Feature Selection and Dimensionality Reduction

The main goal of pattern classification is to classify a set of patterns, objects of interest each described by $d$ features represented as a d-dimensional vector ${\bf x}=[x_1,\cdots,x_d]^T$ in the feature space, into one of some $K$ classes $\{C_1,\cdots, C_K\}$. In supervised classification, we are to partition the feature space into $K$ regions each corresponding to one of the classes based on the provided training set ${\cal D}=\{{\bf X},{\bf y}\}$, of which each training sample in ${\bf X}=[{\bf x}_1,\cdots,{\bf x}_N]$ is labeled by the corresponding component in ${\bf y}=[y_1,\cdots,y_N]^T$. For example, if $y_n=\{1,2,\cdots,K\}$, then ${\bf x}_n\in C_{y_n}$. However, different types of labeling can be used depending on the specific classification algorithms, such as binary labeling used in certain regression algorithms considered previously.

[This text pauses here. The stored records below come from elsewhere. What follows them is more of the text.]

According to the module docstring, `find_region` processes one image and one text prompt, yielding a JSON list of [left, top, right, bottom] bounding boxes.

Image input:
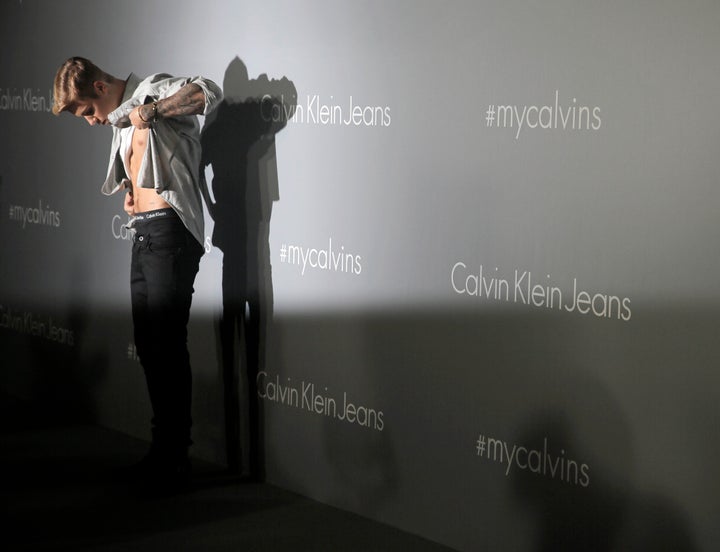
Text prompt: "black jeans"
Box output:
[[130, 209, 203, 455]]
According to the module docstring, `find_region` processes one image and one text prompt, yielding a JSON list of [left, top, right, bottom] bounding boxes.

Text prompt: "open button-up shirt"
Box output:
[[102, 74, 222, 244]]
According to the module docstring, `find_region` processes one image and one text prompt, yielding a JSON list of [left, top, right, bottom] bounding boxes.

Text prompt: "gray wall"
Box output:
[[0, 0, 720, 550]]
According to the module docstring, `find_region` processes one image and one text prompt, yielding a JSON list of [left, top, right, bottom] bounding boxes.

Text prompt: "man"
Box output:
[[53, 57, 222, 484]]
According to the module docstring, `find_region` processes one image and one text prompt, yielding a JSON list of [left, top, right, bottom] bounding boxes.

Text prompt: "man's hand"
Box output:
[[123, 189, 135, 216], [130, 104, 152, 129]]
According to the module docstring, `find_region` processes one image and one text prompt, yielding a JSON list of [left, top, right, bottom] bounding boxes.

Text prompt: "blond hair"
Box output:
[[52, 56, 113, 115]]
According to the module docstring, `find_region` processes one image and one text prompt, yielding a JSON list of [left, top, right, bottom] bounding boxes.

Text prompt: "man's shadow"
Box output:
[[200, 57, 297, 480]]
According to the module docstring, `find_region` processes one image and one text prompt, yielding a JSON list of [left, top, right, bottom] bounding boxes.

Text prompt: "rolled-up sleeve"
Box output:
[[188, 76, 223, 115]]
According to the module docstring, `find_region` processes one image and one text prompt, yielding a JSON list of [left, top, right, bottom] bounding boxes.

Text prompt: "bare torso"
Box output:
[[128, 128, 170, 214]]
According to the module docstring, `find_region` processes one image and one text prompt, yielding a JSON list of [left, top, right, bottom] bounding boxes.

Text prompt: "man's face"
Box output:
[[69, 81, 117, 126]]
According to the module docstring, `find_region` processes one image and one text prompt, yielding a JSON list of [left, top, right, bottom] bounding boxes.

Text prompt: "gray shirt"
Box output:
[[102, 74, 222, 244]]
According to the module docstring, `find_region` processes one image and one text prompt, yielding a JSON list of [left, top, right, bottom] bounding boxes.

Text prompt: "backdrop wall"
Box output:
[[0, 0, 720, 550]]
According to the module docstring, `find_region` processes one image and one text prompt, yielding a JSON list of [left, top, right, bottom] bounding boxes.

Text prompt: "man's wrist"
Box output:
[[138, 101, 159, 123]]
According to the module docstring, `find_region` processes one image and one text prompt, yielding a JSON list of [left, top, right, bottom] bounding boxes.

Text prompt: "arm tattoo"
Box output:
[[157, 83, 205, 118]]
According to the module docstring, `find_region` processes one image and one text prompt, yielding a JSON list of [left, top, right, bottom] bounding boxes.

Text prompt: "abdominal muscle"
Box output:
[[125, 128, 170, 215]]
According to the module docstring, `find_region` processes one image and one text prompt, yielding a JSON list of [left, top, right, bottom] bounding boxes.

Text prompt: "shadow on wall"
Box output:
[[513, 411, 698, 552], [266, 309, 704, 551], [200, 57, 297, 479]]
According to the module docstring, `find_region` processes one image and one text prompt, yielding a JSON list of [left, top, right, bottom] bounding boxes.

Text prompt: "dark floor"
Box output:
[[0, 396, 456, 552]]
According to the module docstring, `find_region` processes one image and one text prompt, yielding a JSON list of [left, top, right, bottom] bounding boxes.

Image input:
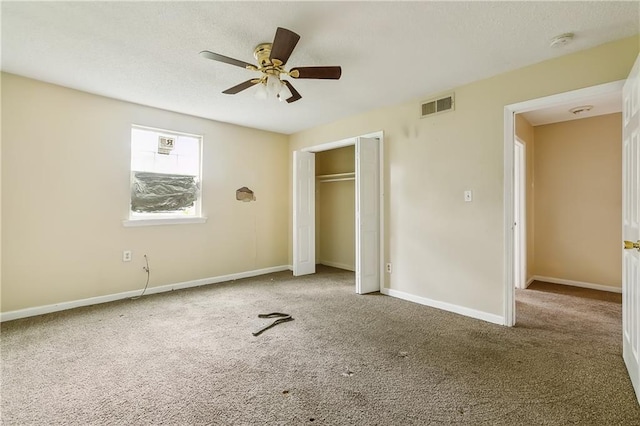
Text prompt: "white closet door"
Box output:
[[293, 151, 316, 276], [356, 138, 380, 294], [622, 55, 640, 402]]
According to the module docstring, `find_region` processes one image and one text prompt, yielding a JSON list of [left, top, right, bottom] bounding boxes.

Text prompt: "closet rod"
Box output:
[[318, 177, 356, 183]]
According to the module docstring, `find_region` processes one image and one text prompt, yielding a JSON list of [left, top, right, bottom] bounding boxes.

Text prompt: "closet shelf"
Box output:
[[316, 172, 356, 182]]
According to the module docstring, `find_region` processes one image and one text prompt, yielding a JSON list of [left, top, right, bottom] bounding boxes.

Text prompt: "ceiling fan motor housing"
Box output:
[[253, 43, 272, 67]]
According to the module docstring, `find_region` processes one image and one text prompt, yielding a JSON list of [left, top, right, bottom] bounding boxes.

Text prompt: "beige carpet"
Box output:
[[1, 267, 640, 425]]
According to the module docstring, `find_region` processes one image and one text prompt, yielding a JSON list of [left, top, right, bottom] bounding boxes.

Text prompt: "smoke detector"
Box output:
[[549, 33, 573, 47], [569, 105, 593, 115]]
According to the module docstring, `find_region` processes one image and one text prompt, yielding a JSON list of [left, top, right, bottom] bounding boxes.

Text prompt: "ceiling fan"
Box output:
[[200, 27, 342, 103]]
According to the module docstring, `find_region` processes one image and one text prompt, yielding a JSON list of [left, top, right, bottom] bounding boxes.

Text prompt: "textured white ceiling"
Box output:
[[1, 1, 639, 134], [522, 90, 622, 126]]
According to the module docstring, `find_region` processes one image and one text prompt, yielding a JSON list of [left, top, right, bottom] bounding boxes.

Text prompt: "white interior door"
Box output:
[[293, 151, 316, 276], [622, 55, 640, 402], [356, 138, 380, 294]]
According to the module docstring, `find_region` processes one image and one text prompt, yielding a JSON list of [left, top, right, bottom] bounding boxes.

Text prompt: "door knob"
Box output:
[[624, 240, 640, 251]]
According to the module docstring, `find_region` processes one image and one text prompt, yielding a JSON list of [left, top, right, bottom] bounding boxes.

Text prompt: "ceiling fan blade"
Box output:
[[289, 67, 342, 80], [200, 50, 255, 68], [269, 27, 300, 65], [282, 80, 302, 104], [222, 79, 260, 95]]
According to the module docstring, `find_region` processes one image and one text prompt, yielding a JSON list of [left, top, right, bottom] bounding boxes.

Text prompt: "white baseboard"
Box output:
[[532, 275, 622, 293], [0, 265, 291, 322], [318, 260, 356, 272], [380, 288, 505, 325]]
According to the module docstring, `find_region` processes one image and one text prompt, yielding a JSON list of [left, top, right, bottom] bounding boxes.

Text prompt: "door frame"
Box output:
[[503, 80, 625, 327], [292, 130, 385, 289], [513, 136, 527, 288]]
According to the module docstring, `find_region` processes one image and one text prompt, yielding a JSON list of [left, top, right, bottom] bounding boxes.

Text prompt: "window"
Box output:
[[125, 126, 204, 226]]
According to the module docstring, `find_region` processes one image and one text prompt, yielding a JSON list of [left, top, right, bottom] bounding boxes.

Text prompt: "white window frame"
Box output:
[[122, 124, 207, 227]]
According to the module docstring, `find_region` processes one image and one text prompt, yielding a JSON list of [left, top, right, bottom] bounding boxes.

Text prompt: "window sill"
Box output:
[[122, 217, 207, 228]]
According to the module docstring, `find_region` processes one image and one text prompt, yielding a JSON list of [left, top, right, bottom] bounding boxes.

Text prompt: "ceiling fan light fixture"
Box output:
[[254, 83, 269, 100], [267, 75, 283, 98]]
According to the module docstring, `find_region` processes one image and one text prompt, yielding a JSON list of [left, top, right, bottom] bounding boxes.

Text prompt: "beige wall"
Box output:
[[2, 74, 288, 312], [289, 36, 639, 316], [316, 146, 356, 270], [516, 114, 535, 281], [534, 113, 622, 288]]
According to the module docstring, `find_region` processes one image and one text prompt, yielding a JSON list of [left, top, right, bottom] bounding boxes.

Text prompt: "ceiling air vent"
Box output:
[[420, 93, 454, 118]]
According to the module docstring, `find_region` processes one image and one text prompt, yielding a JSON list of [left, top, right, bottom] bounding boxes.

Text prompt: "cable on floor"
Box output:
[[131, 254, 151, 300]]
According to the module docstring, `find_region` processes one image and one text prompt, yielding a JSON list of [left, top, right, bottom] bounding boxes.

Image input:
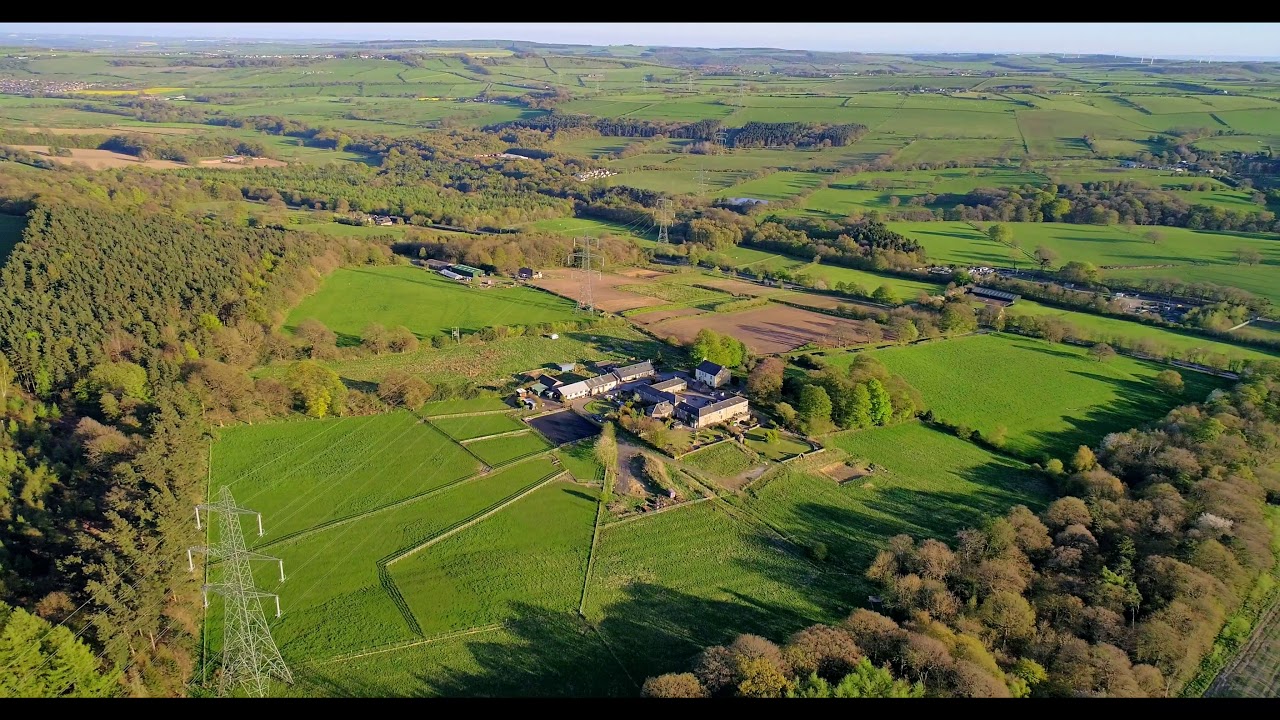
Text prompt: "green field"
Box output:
[[272, 325, 684, 383], [210, 457, 554, 664], [431, 415, 529, 439], [392, 482, 596, 635], [284, 265, 573, 345], [585, 501, 844, 678], [724, 172, 824, 200], [1005, 300, 1276, 360], [742, 428, 813, 461], [0, 215, 27, 265], [748, 423, 1051, 571], [210, 413, 479, 542], [467, 430, 550, 465], [556, 441, 604, 483], [849, 334, 1224, 460], [681, 439, 756, 479], [419, 397, 511, 418]]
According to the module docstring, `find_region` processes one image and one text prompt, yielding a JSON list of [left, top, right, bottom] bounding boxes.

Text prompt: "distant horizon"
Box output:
[[0, 23, 1280, 61]]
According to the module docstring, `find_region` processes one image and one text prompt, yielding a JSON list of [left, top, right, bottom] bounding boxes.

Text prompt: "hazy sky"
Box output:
[[0, 22, 1280, 56]]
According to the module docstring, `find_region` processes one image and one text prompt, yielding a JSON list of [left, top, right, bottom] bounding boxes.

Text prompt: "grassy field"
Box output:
[[467, 430, 550, 465], [256, 325, 684, 384], [284, 265, 573, 345], [742, 428, 813, 461], [849, 334, 1225, 460], [748, 423, 1051, 573], [0, 215, 27, 265], [1005, 300, 1276, 360], [210, 459, 554, 664], [681, 441, 756, 479], [585, 502, 855, 678], [217, 413, 483, 544], [556, 441, 604, 483], [419, 397, 511, 418], [431, 415, 529, 439], [392, 482, 596, 635]]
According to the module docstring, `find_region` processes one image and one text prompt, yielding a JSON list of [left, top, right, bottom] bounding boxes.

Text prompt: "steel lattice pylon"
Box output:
[[187, 487, 293, 697]]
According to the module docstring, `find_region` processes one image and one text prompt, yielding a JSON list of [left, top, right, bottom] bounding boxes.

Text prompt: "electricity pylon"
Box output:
[[568, 237, 604, 315], [654, 197, 671, 242], [187, 487, 293, 697]]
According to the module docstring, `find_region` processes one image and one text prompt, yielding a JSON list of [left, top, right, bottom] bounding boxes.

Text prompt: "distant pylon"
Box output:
[[568, 237, 604, 315], [187, 487, 293, 697], [655, 197, 671, 242]]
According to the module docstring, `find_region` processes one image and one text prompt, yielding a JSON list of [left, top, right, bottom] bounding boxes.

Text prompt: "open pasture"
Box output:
[[467, 430, 550, 466], [746, 423, 1051, 571], [284, 265, 573, 345], [855, 333, 1222, 460], [210, 413, 479, 544], [431, 414, 529, 441], [1005, 300, 1276, 360]]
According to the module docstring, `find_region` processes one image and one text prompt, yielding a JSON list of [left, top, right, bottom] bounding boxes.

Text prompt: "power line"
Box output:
[[568, 236, 604, 315], [657, 197, 671, 242], [187, 486, 293, 697]]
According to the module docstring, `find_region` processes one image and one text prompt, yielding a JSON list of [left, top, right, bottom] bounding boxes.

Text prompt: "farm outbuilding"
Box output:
[[694, 360, 733, 387], [969, 286, 1021, 305]]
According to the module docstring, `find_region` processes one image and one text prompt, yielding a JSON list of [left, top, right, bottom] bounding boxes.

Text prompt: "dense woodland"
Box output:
[[645, 364, 1280, 697]]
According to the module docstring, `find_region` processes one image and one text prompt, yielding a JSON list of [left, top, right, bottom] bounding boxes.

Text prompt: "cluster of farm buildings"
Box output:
[[520, 360, 750, 429]]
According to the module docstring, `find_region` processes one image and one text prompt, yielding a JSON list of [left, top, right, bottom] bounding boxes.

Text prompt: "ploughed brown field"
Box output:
[[10, 145, 187, 170], [631, 307, 703, 327], [641, 304, 869, 355], [530, 268, 663, 313], [698, 278, 781, 297], [773, 292, 884, 310]]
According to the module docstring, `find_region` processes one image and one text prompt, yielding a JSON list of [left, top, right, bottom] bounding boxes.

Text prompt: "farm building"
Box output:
[[649, 378, 689, 392], [694, 360, 733, 387], [636, 386, 680, 405], [969, 286, 1021, 305], [613, 360, 653, 383], [644, 400, 676, 420], [554, 373, 618, 400], [676, 395, 750, 429]]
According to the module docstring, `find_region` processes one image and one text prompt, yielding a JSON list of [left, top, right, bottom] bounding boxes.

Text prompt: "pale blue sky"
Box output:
[[0, 22, 1280, 58]]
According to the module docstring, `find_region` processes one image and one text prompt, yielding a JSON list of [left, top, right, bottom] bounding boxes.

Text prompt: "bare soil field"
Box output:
[[698, 278, 780, 297], [773, 292, 884, 310], [630, 302, 703, 327], [10, 145, 187, 170], [650, 304, 868, 355], [530, 268, 663, 313], [200, 158, 288, 170], [618, 268, 667, 281]]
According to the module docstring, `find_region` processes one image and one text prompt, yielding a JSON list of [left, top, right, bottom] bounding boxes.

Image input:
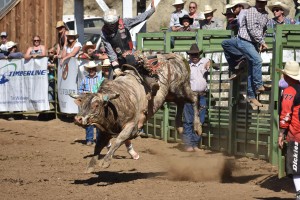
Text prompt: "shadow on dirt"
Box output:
[[73, 172, 166, 186], [257, 175, 295, 193]]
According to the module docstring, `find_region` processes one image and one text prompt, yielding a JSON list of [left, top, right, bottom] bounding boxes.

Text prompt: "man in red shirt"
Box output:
[[278, 61, 300, 199]]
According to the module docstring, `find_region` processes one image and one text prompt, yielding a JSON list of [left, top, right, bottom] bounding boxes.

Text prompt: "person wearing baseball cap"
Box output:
[[268, 1, 296, 28], [277, 60, 300, 199], [200, 5, 223, 29]]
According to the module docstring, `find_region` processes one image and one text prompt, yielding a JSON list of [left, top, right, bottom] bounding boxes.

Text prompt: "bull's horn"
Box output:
[[69, 93, 79, 99], [102, 93, 120, 101]]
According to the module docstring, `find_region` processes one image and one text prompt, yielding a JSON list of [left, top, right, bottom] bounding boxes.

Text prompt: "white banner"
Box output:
[[0, 57, 49, 112]]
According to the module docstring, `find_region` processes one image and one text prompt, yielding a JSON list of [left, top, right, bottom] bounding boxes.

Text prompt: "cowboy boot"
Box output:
[[144, 76, 159, 96]]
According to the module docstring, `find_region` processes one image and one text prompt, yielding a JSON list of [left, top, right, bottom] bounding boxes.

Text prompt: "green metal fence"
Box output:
[[137, 25, 300, 170]]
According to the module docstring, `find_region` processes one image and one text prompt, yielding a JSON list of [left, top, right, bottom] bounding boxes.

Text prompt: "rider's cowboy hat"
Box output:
[[82, 41, 96, 53], [56, 21, 66, 28], [276, 60, 300, 80], [103, 9, 120, 24], [66, 30, 79, 38], [186, 43, 203, 54], [179, 15, 194, 25], [203, 5, 217, 14], [228, 0, 250, 9], [172, 0, 185, 6], [6, 41, 18, 49], [84, 60, 101, 71], [268, 1, 290, 16]]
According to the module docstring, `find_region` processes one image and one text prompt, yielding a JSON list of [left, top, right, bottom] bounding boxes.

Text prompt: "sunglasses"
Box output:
[[272, 8, 281, 12]]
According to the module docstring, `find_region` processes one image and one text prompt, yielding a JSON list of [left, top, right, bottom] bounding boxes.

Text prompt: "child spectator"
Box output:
[[0, 41, 23, 59], [24, 35, 46, 59]]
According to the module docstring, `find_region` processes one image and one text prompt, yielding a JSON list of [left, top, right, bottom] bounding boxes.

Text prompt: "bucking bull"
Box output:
[[73, 54, 202, 172]]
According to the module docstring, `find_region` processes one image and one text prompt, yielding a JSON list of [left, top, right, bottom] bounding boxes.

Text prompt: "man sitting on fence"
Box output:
[[182, 44, 210, 152]]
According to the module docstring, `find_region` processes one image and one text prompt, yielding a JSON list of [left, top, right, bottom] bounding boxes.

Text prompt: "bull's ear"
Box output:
[[74, 98, 82, 106]]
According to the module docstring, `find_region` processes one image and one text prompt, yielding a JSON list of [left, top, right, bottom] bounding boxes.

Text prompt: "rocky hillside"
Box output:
[[64, 0, 296, 32]]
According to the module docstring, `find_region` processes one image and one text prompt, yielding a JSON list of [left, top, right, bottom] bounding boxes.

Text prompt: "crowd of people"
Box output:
[[0, 0, 300, 198]]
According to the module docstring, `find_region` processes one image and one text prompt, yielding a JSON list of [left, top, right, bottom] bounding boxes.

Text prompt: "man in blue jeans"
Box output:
[[182, 44, 210, 152], [223, 0, 270, 107]]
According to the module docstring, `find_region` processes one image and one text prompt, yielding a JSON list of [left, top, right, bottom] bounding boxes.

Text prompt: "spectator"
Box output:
[[178, 15, 194, 31], [222, 0, 271, 107], [200, 5, 223, 29], [189, 1, 204, 29], [79, 61, 105, 146], [0, 32, 7, 53], [183, 44, 210, 152], [228, 0, 250, 27], [222, 4, 238, 35], [0, 41, 23, 59], [48, 47, 57, 101], [78, 41, 108, 60], [24, 35, 46, 59], [100, 0, 159, 96], [60, 30, 82, 65], [278, 61, 300, 199], [56, 21, 69, 58], [222, 0, 250, 80], [268, 1, 296, 28], [170, 0, 189, 31]]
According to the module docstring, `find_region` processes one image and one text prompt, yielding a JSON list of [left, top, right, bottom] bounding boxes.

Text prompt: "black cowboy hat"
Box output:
[[179, 15, 194, 26], [186, 43, 203, 54], [222, 8, 234, 16]]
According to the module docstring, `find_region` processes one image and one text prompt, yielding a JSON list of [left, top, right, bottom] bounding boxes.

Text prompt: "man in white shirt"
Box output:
[[183, 44, 210, 152], [0, 32, 7, 53]]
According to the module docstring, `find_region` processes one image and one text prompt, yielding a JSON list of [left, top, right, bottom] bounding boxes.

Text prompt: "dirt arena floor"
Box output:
[[0, 119, 294, 200]]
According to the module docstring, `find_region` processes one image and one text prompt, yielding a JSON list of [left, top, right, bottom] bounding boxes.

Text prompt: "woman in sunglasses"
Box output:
[[268, 2, 296, 28], [24, 35, 46, 59]]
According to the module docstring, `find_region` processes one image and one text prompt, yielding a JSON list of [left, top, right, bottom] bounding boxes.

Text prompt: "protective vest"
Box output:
[[106, 19, 133, 57]]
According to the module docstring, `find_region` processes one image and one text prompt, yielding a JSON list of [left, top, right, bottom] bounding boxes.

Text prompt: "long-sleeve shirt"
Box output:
[[189, 58, 210, 92], [100, 8, 155, 62], [238, 7, 268, 44], [279, 84, 300, 142], [200, 18, 223, 29], [78, 72, 102, 94]]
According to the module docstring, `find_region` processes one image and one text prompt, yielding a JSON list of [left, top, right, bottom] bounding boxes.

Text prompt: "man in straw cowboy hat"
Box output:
[[170, 0, 188, 31], [277, 61, 300, 199], [200, 5, 223, 29], [268, 1, 296, 28], [226, 0, 271, 107], [100, 0, 159, 95], [182, 44, 210, 151]]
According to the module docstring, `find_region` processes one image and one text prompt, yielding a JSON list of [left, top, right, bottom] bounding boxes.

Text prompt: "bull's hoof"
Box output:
[[85, 167, 95, 174], [177, 127, 183, 135], [101, 160, 110, 168]]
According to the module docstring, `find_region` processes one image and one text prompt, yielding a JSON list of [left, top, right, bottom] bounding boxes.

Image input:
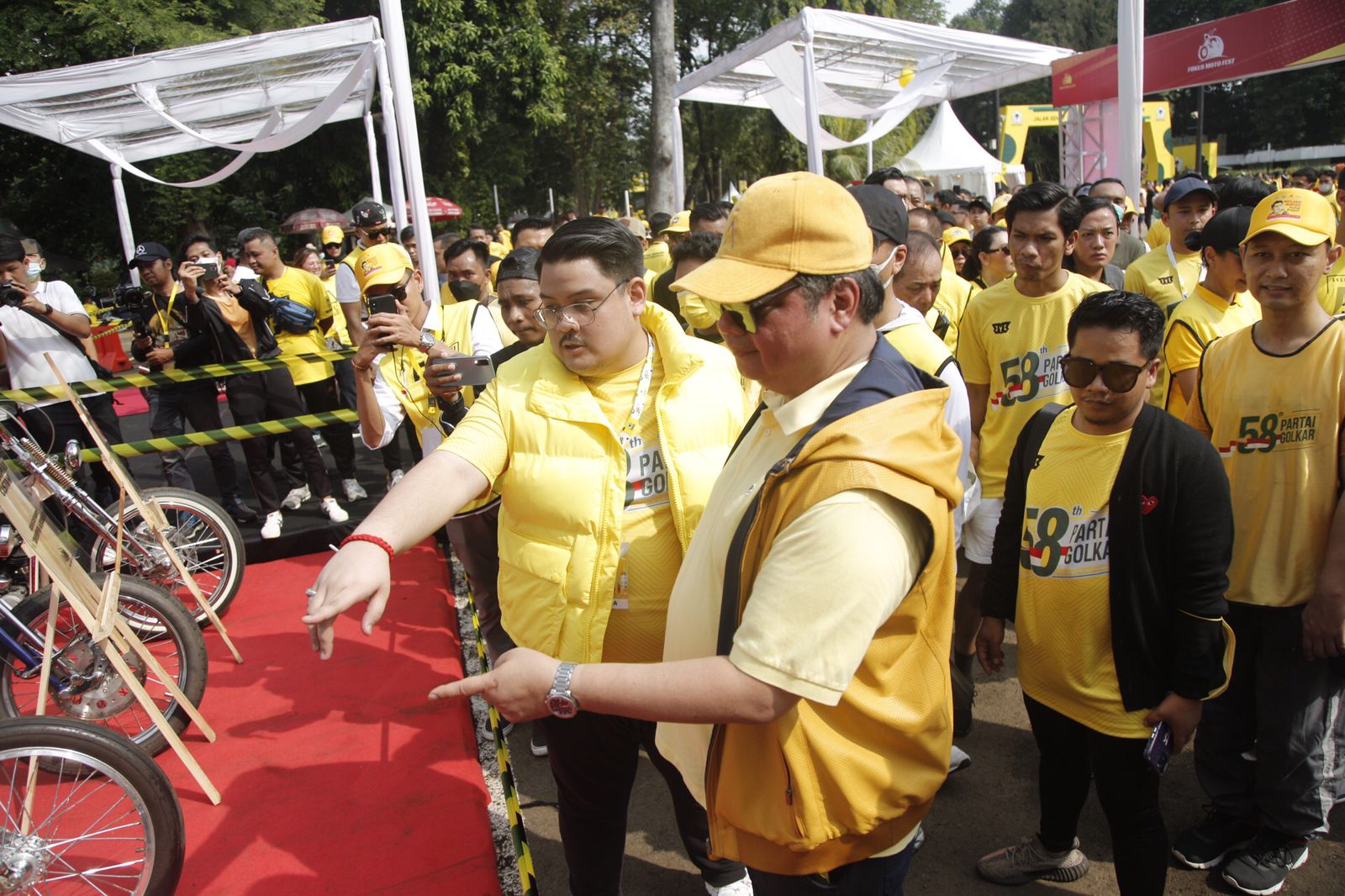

When the dimensionality $d$ of the feature space is high, there is the need to reduce it significantly to $d'\ll d$ while still maintaining most of the information relevant to the task of classification, i.e., the separability of the classes. This is called feature selection, which can be done by either selecting $d'$ features directly from the $d$ original ones (there are $C_d^{d'}=d!/d'!(d-d')!$ ways to do so), or generating $d'$ new features as certain linear combinations of the $d$ original ones. In either case, the separability of the data are to be maximally maintained in the resulting space spanned by the $d'$ features, so that the classification can be carried out both efficiently and effectively in the much lower dimensional feature space.